Work stealing is a technique used by modern thread-pools in order to decrease contention on the work queue.
A classical threadpool has one queue, and each thread-pool-thread locks the queue, dequeue a task and then unlocks the queue. If the tasks are short and there are many of them, there is a lot of contention on the queue. Using a lock-free queue really helps here, but doesn't solve the problem entirely.

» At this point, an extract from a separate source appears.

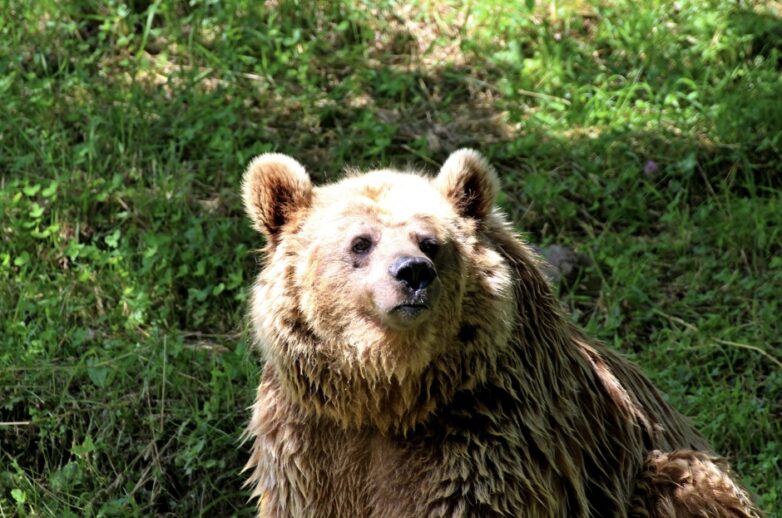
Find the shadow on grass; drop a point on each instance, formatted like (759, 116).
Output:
(335, 89)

Modern thread pools use work stealing - each thread has its own queue. When a threadpool thread produces a task - it enqueues it to his own queue. When a threadpool thread wants to dequeue a task - it first tries to dequeue a task out of his own queue and if it doesn't have any - it "steals" work from other thread queues. This really decreases the contention of the threadpool and improves performance.
newWorkStealingPool
creates a workstealing-utilizing thread pool with the number of threads as the number of processors.
newWorkStealingPool
presents a new problem. If I have four logical cores, then the pool will have four threads total. If my tasks block - for example on synchronous IO - I don't utilize my CPUs enough. What I want is four active threads at any given moment, for example - four threads which encrypt AES and another 140 threads which wait for the IO to finish.
This is what ForkJoinPool
provides - if your task spawns new tasks and that task waits for them to finish - the pool will inject new active threads in order to saturate the CPU. It is worth mentioning that ForkJoinPool
utilizes work stealing too.
Which one to use? If you work with the fork-join model or you know your tasks block indefinitely, use the ForkJoinPool
. If your tasks are short and are mostly CPU-bound, use newWorkStealingPool
.
And after anything has being said, modern applications tend to use thread pool with the number of processors available and utilize asynchronous IO and lock-free-containers in order to prevent blocking. this (usually) gives the best performance.